Well no, nothing has changed! If marriage was supposed to give me security, I have always felt the most safe in this relationship. If marriage was supposed to make me feel stuck, I feel even more free and independent. If marriage was our ticket to live together, we already do! What has changed for us though, is that now we are legally bound and thus will be able to be together, travel together, move to a new country together, and be on each other’s insurance cards!
Having said this, unfortunately, I see many things changing around me socially. There is a certain performance now that has to be put up because we are a married couple?! People now jokingly refer to me as Mrs. Sadashiv. What happened to my identity? How did I suddenly lose who I am? People expect me to take care of his needs now, what he will eat, what he prefers and does not prefer, whether will he go shower now, and if his clothes are ready and all these crazy normal life activities that one ought to do for oneself. Which, not only he is very capable of, but also does not need me to communicate for him.
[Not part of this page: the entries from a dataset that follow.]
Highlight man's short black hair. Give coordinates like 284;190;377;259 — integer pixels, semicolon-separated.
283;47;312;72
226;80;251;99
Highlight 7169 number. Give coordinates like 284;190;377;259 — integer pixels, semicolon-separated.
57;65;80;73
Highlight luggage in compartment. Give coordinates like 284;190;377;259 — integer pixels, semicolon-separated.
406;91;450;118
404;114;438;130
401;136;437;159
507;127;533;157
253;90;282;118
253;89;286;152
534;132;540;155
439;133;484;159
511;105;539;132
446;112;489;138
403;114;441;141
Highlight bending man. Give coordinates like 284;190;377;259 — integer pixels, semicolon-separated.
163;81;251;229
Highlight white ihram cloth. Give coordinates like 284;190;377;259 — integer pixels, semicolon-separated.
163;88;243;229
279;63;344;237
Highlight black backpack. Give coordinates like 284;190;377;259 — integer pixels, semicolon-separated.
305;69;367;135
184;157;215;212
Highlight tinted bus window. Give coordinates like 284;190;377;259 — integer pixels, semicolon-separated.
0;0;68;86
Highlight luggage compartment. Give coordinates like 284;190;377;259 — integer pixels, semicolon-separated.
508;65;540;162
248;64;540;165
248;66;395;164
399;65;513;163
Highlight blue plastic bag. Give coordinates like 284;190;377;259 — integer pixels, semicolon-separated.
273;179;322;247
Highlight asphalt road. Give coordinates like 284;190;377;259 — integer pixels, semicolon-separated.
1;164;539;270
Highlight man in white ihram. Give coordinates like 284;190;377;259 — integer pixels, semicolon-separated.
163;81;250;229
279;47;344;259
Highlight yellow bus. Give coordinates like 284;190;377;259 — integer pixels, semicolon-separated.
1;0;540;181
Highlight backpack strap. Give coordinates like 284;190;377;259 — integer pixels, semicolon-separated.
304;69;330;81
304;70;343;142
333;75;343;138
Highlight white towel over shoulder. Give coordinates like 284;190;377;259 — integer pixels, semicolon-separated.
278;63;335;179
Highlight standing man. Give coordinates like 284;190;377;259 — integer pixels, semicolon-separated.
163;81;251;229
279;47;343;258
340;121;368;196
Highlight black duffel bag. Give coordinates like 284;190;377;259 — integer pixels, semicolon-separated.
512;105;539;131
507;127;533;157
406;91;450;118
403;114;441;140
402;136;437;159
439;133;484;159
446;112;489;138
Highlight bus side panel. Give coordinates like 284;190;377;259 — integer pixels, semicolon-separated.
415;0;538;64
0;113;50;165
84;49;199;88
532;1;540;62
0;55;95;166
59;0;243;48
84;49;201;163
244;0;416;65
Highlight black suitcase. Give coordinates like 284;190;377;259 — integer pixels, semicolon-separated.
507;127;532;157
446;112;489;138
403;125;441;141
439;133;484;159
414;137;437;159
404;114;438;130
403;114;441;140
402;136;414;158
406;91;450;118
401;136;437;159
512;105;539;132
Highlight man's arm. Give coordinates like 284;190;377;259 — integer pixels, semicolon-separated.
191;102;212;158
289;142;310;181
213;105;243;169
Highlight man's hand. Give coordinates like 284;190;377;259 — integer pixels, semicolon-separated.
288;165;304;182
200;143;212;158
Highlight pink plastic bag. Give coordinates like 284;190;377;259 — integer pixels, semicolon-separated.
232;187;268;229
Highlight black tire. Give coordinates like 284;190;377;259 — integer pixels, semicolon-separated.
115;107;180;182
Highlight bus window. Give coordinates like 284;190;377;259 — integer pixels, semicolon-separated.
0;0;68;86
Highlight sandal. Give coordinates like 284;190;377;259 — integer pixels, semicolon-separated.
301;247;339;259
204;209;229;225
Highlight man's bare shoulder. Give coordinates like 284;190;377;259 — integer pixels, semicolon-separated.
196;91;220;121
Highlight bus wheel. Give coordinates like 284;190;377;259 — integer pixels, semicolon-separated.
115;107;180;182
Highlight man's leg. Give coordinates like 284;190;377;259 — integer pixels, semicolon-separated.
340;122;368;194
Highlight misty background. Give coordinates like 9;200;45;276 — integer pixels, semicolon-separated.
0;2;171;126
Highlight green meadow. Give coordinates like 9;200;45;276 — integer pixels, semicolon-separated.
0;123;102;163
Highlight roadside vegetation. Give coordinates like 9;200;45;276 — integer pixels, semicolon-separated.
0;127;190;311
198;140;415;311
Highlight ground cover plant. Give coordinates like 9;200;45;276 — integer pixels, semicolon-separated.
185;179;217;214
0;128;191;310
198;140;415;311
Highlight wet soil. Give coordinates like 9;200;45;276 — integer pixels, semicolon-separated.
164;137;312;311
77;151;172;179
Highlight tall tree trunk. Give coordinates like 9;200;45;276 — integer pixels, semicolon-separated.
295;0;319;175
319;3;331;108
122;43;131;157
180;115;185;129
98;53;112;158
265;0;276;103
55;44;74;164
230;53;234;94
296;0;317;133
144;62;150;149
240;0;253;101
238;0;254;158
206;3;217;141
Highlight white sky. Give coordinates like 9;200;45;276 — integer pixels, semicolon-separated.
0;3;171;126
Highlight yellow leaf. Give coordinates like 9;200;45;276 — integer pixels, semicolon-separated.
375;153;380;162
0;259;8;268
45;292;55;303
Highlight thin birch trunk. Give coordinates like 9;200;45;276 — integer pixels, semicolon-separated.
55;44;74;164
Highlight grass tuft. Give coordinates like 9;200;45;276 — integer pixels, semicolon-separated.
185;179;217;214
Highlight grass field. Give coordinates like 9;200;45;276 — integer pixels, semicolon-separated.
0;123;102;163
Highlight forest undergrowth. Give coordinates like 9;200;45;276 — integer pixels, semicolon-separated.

What irks me the most is that we make men stupid but important. Mind you, this is all our doings. Us, women! I think the worst of the lot was when I was suffering from food poisoning but expected to help in the kitchen being told, “Oh, she’s not sick!” but he was told to go chill when came to contribute.
In my opinion, if marriage makes the love worse, I’d rather have been single. But, the idea of us being married, not having to stress about various legal documents, and the relief that we could go anywhere together (no long distances any more!) makes me the happiest! If I were to get legally complicated with anyone, I am so glad I chose him to do that with. But, I choose to be a partner, not a wife!
I'm loving these comments! Yes, Cristina, you are very right on the other privileges you get when you become the wife and its an added bonus!
I find the identity part so true! It's a beautiful explanation on the ironies of marriage and how the negative stereotypes of marriage can be avoided by us choosing to what we want our own marriage to mean!